What you get: A waterfall-style breakdown of the GM variance — Actual vs Plan — split by line item (Revenue, COGS, Direct OpEx). For each line: absolute variance and share of total variance. Identifies the entity that contributes the largest deviation from plan.
Example 5 — Executive summary
Prompt: "Write an executive summary of group performance for H1 2026. Compare Actual vs Plan at the Revenue, Gross Margin, and EBITDA level — show absolute and percentage variance. Identify 2–3 key drivers, call out which entity or channel contributes most to the variance, and end with a short management comment with one concrete recommendation."
What you get: A structured summary in several parts:
KPI overview — table with Revenue, Gross Margin, and EBITDA for the group (Actual vs Plan, absolute and percentage)
Key drivers — 2–3 specific factors that explain the variance
Entity contribution — which entity over- or under-performs vs plan
Management commentary — narrative conclusion with a concrete recommendation
What the Assistant Can Do
The assistant has access to a single sandboxed Python tool with the Farseer SDK preinstalled. Through this tool it can:
Look up variables, dimension tables, and dimension members by name or fuzzy search.
Evaluate formulas against the live model — for example, summing revenue across a dimension slice.
Inspect uploaded files from the workspace.
Run pandas-style data manipulation in the sandbox to summarize, group, or compare results before responding.
How Replies Work
Replies stream back as the assistant works.
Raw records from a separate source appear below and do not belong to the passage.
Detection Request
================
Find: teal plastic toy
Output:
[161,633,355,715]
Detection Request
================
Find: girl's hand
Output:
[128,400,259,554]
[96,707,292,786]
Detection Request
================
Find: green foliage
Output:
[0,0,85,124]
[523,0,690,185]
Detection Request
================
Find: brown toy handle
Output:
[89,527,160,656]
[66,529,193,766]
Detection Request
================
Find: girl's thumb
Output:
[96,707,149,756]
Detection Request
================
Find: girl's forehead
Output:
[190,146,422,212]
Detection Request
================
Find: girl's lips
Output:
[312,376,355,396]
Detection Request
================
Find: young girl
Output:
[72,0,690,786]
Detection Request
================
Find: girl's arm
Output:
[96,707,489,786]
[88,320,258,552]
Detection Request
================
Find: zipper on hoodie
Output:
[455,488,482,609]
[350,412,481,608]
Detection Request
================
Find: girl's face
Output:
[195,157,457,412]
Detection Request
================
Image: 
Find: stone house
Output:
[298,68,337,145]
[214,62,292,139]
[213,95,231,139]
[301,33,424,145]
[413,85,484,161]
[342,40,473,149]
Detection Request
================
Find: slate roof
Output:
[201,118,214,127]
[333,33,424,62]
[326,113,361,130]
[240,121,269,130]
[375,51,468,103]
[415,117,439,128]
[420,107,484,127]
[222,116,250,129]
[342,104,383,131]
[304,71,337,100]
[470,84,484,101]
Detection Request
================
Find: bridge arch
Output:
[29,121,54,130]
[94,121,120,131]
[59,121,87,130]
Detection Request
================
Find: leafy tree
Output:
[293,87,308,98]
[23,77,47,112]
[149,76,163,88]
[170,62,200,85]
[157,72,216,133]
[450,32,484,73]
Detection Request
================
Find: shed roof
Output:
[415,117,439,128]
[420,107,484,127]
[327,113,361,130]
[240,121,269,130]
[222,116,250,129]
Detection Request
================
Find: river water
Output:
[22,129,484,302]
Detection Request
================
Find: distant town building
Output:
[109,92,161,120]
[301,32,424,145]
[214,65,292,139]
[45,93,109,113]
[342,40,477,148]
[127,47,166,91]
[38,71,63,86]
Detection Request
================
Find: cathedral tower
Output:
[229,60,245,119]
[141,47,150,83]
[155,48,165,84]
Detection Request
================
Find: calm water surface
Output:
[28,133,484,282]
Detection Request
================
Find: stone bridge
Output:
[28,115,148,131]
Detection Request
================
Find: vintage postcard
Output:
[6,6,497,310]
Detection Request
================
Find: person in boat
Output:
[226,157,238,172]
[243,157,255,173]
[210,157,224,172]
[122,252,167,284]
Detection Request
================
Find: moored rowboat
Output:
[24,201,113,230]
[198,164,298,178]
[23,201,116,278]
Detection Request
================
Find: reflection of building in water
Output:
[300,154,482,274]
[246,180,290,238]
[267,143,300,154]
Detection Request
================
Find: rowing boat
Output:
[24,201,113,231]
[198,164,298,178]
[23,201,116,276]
While a request is in flight, you'll see one of three live status messages:
Analyzing context — gathering the model details relevant to your question.
Executing Python — running queries or calculations in the sandbox.
Generating response — composing the final answer.
Only one request is processed per user at a time. If you try to send a new message while one is still running, you'll see a "previous message is processing" notice. You can cancel an in-flight request from the chat header.
Frequently Asked Questions
Can I ask questions in my own language?
Yes. The assistant understands and responds in any language your team uses, and answers in the same language the question was asked in.
Can I ask follow-up questions?
Yes — within the same chat, the assistant retains context. After an executive summary you can ask "break down the GM variance for Aurora by month" without re-stating the year, version, or entity.
What if the answer isn't right?
Correct the assumption in your next message: "I didn't want YTD, just June." or "Use Plan instead of Actual." The assistant recalculates with the corrected scope.
What if the assistant doesn't know the answer?
If the data isn't in the model (e.g., a period that hasn't been imported yet), the assistant says so explicitly rather than inventing a number. Check whether the import or data load for that period has run.
How granular can I get?
The assistant can drill down to whatever level of detail your model supports — including individual dimension members, custom hierarchies, and line items at the lowest level of your P&L. For granular slices, name the entity or member explicitly.
Audit Trail
Chat activity is recorded in the workspace's audit log. Relevant audit types: CHAT.CREATE, CHAT.RENAME, CHAT.DELETE, CHAT.ASK. Admins can review who used the assistant and when from the Audit Logs page.
Read-Only by Design
The assistant only reads from your model — it never edits cells, changes variables, or runs imports. All data entry and model changes still happen through the regular sheets and admin tools.